Unknown Speaker 38:54
So do you mean the determining success of a single experiment or of a zero program is all
Kyle Hamer 39:00
it single experiment? So you know, the the attribution to your CRM process or your CRM program altogether? But a single experiment? How do you how do you know it’s not just an anomaly?
Unknown Speaker 39:12
Yep. So basically, there are four options. or roughly four options when, when you are for an experiment, either it’s a success as in it has an detectable effects on your, on your core metrics, and that’s in a positive direction for your for your company. It can be the other way around the detectable effect, but in the direction that you didn’t want to go. It can be inconclusive. And the fourth option is basically something went wrong with the test and run it again.
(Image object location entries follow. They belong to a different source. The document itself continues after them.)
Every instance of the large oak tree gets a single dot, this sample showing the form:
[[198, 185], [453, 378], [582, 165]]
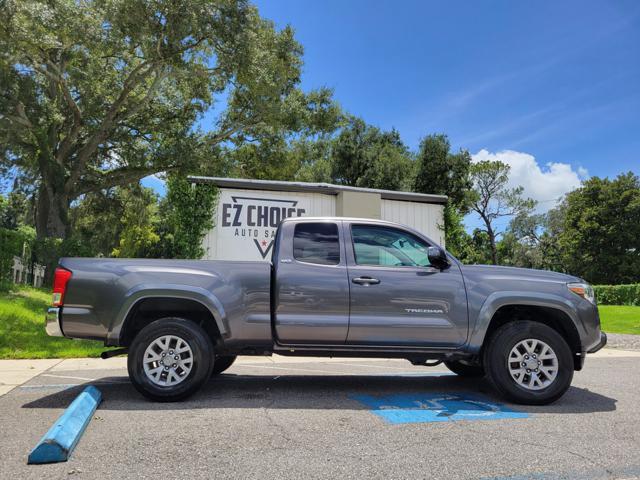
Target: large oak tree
[[100, 93]]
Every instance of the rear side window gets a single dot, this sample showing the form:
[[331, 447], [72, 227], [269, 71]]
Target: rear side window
[[316, 243], [388, 247]]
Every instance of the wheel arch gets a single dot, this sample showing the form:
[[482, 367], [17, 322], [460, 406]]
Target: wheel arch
[[145, 304], [557, 313]]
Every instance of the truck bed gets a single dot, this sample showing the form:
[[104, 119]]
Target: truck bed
[[102, 292]]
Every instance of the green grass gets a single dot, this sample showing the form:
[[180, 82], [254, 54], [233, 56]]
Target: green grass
[[620, 319], [22, 332]]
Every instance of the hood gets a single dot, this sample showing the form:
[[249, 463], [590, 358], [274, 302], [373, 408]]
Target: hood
[[497, 271]]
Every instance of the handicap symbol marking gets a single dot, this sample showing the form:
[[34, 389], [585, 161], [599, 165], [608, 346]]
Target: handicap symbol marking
[[436, 407]]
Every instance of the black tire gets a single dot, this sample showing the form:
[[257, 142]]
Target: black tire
[[221, 363], [202, 354], [497, 353], [465, 369]]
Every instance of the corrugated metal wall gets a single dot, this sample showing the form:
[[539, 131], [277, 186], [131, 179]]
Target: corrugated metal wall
[[245, 238], [424, 217], [218, 245]]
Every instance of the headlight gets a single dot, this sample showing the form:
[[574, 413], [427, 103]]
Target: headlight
[[584, 290]]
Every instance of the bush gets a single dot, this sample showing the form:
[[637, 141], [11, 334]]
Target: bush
[[618, 294]]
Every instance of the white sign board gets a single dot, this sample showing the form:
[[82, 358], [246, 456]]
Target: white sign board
[[247, 221]]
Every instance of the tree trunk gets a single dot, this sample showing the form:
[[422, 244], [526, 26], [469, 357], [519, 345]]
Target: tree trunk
[[492, 242], [52, 211]]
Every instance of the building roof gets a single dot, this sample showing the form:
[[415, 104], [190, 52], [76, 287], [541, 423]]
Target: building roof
[[326, 188]]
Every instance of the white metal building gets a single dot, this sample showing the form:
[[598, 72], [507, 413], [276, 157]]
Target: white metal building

That’s also not already Didn’t you didn’t reach the sample size and that’s also on like more technical problems with the test and success and it totally depends on the experiments. You can run different different times types of a beat as it can be something that you want to improve. Of course, you want to earn more orders, higher average order value, that’s kind of those kinds of experiments, then a success will be actually increasing, increasing those numbers. But there are often also experiments where you want to implement something. And basically you run an experiment more or more as an insurance to make sure that nothing goes wrong. For example, when you when you would do a redesign, if for whatever reason, you want to do a redesign the media ideally, of course, those numbers would go up with that in mind, historically speaking, redesigns don’t necessarily are the best way to to increase your numbers, but at least you want to make sure it’s not going to be worse than what you already have. And that’s something you could run an experiment on. So you don’t have a single thing changing, a lot of things are changing. But I want to make sure that nothing goes downhill. And that’s something you can also run experiments on. So the goal of the experiment, don’t necessarily to improve something, but there’s to make sure actually, that everything stays the same, as much as as possible. And then that will be a success. So depends a bit on the on the kind of experiment that’s that you’re running.